PEN-Lers,
I'm having a discussion on an anthropologhy listserv about the labor
theory of value and one wrote the following (below). (including the note
that J. Galbraith is advisor to Obama) Is it true? best, Brian
I'd say none of the major claims below is true. Specifically, (1) Ricardo
didn't have a labor theory of value, he had a prices-of-production theory
of value which reduces to a particular version of the labor theory of the
value [i.e., that equilibrium commodity price ratios = corresponding labor
value ratios] for the special cases that the rate of profit is zero or
capital intensities of production are equal across industries;
(2) If Sraffa "revived" anything, it would be this prices-of-production
theory of equilibrium commodity prices, which has been used by
neo-Ricardians to *criticize* the Marxian labor theory of value (see, e.g.,
Marx after Sraffa by Ian Steedman, or The Theory of Production by Kurz and
Salvadori); but FWIW neo-Ricardian theory is not generally considered part
of "conventional" economics, but a potential alternative to that brand of
economics;
and (3) Although I could be wrong about this, I don't think any of
Galbraith's work is based on the "Sraffa-influenced labor theory of value."
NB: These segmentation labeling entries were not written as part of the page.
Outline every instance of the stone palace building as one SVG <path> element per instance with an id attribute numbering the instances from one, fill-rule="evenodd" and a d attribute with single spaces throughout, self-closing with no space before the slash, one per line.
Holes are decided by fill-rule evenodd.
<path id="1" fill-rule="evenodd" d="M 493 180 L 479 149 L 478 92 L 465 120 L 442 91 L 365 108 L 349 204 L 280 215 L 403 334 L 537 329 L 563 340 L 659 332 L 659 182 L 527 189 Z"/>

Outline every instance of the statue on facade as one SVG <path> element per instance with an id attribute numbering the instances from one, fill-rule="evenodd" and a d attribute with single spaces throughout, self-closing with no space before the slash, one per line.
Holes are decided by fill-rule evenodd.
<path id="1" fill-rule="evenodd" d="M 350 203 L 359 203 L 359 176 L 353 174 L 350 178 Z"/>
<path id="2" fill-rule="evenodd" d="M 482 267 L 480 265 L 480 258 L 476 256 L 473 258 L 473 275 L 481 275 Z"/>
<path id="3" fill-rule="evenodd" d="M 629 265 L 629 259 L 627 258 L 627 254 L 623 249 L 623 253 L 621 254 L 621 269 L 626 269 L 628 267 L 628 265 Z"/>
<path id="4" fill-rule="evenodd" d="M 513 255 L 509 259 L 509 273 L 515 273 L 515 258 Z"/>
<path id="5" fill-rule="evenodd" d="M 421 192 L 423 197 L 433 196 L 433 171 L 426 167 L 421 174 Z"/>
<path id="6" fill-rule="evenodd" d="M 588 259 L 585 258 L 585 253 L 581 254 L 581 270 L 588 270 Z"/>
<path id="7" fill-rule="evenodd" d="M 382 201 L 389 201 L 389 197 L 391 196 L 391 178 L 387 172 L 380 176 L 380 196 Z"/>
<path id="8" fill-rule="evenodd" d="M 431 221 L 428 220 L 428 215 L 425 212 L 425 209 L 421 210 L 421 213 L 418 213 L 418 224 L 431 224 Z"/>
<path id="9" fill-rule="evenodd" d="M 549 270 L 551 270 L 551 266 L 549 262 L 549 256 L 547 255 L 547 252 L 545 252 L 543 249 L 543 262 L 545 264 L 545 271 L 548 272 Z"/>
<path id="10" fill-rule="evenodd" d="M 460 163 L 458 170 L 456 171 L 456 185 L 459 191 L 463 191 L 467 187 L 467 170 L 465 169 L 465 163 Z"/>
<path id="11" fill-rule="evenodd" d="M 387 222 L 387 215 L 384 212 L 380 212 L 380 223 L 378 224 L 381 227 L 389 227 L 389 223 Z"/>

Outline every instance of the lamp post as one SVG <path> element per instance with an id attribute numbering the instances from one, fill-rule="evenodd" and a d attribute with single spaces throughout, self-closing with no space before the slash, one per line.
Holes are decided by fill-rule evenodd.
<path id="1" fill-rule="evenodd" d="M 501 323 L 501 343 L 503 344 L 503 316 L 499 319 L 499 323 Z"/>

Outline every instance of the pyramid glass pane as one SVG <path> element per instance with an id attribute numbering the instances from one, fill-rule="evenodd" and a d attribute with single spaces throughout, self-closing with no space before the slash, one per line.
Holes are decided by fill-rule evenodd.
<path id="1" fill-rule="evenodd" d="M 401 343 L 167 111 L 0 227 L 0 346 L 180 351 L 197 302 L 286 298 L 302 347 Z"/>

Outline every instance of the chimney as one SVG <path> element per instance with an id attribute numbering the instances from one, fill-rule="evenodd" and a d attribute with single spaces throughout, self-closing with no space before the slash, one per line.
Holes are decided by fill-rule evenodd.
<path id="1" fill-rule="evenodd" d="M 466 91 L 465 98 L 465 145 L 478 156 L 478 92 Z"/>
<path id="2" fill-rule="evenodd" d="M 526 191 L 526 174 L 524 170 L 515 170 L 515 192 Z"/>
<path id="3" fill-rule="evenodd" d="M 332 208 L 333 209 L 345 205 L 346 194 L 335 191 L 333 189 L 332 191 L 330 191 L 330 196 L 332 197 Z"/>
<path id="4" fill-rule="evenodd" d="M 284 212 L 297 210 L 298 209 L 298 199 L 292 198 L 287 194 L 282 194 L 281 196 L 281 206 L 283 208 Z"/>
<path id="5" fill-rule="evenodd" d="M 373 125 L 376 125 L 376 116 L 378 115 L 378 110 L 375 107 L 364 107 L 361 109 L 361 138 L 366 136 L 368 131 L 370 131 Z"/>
A quick survey of his (primarily empirical and policy-oriented) research
papers shows no reference to neoRicardian or labor value-theoretic concepts.
FWIW--
Gil
_______________________________________________________________________
The revival of the labor theory of value in conventional economics is
credited to
Piero Sraffa, 1898-1983.
The following is from the History of Economics website at the New
School: http://cepa.newschool.edu/het/
"The shy, Italian-born Sraffa was brought by John Maynard Keynes to
Cambridge in the 1920s. A close friend of the Italian revolutionary
Antonio Gramsci, Sraffa has been sometimes considered a "closet Marxian" -
and, apparently, he would sometimes be quite explicit about his loyalties
- although the 1920s England was not exactly welcoming to Marxian radicals.
Sraffa quickly became a fixture in the Cambridge world. He was part of the
legendary "cafeteria group" with Frank Ramsey and Ludwig Wittgenstein
which explored the 1921 probability treatise of J.M. Keynes. Sraffa ganged
up with Keynes to bury Friedrich Hayek in the business cycle debates.
Nonetheless, Sraffa's shyness in front of his students made lecturing a
hellish experience. Ever resourceful, Keynes arranged for Sraffa to be
appointed as a librarian of King's College and, to keep him busy, got the
Royal Society to hand over the task of editing a new collected edition of
David Ricardo 's works over to him. Sraffa's painstaking and meticulous
collecting and editing of Ricardo's works, begun in 1931, turned out to be
a 20-year-task! Although already in the printers in 1943, the
edition was delayed after the last-minute discovery of a trunk full of
Ricardo's papers in Ireland. Publication finally began (after Maurice
Dobb got on board as assistant) in 1953. It was a formidable edition. As
George Stigler was to put it later in his review, "Ricardo was a fortunate
man.. And now, 130 years after his death, he is as fortunate as ever : he
has been befriended by Sraffa." (Stigler, 1953). Sraffa's introduction to
the works was perhaps one of the most remarkable interpretations of the
tenets of Classical and Neoclassical theory in the history of economic
thought.
The outgrowth of these efforts was one of the longest-gestating works in
economic theory. Begun in the 1920s, Sraffa's Production of Commodities
by Means of Commodities, a terse, hundred-page text which finally emerged
in 1960. This book solved and restated Ricardo's theory [i.e. the labor
theory of value] for the moderns - inspiring the "Classical Revival"
spearheaded by the Neo-Ricardians at Cambridge and elsewhere in the 1960s
and 1970s."
[Anthropologist Joe's] notion of labor constructing "values in and of the
biophysical word" is of a different epistemological status than the
economic labor theory of value as conceived by Ricardo through Sraffa and
on to today. However, that is another discussion. I've always believed
that labor + energy/materials account for value - surplus or otherwise -
with technology placed within labor. Some within Ecological Economics have
worked on an energy theory of value - Bob Costanza comes to mind.
On a related note, I believe Jamie Galbraith at the U. of Texas and an
advisor to the Obama campaign is someone who incorporates the Sraffra
influenced labor theory of value into his economics.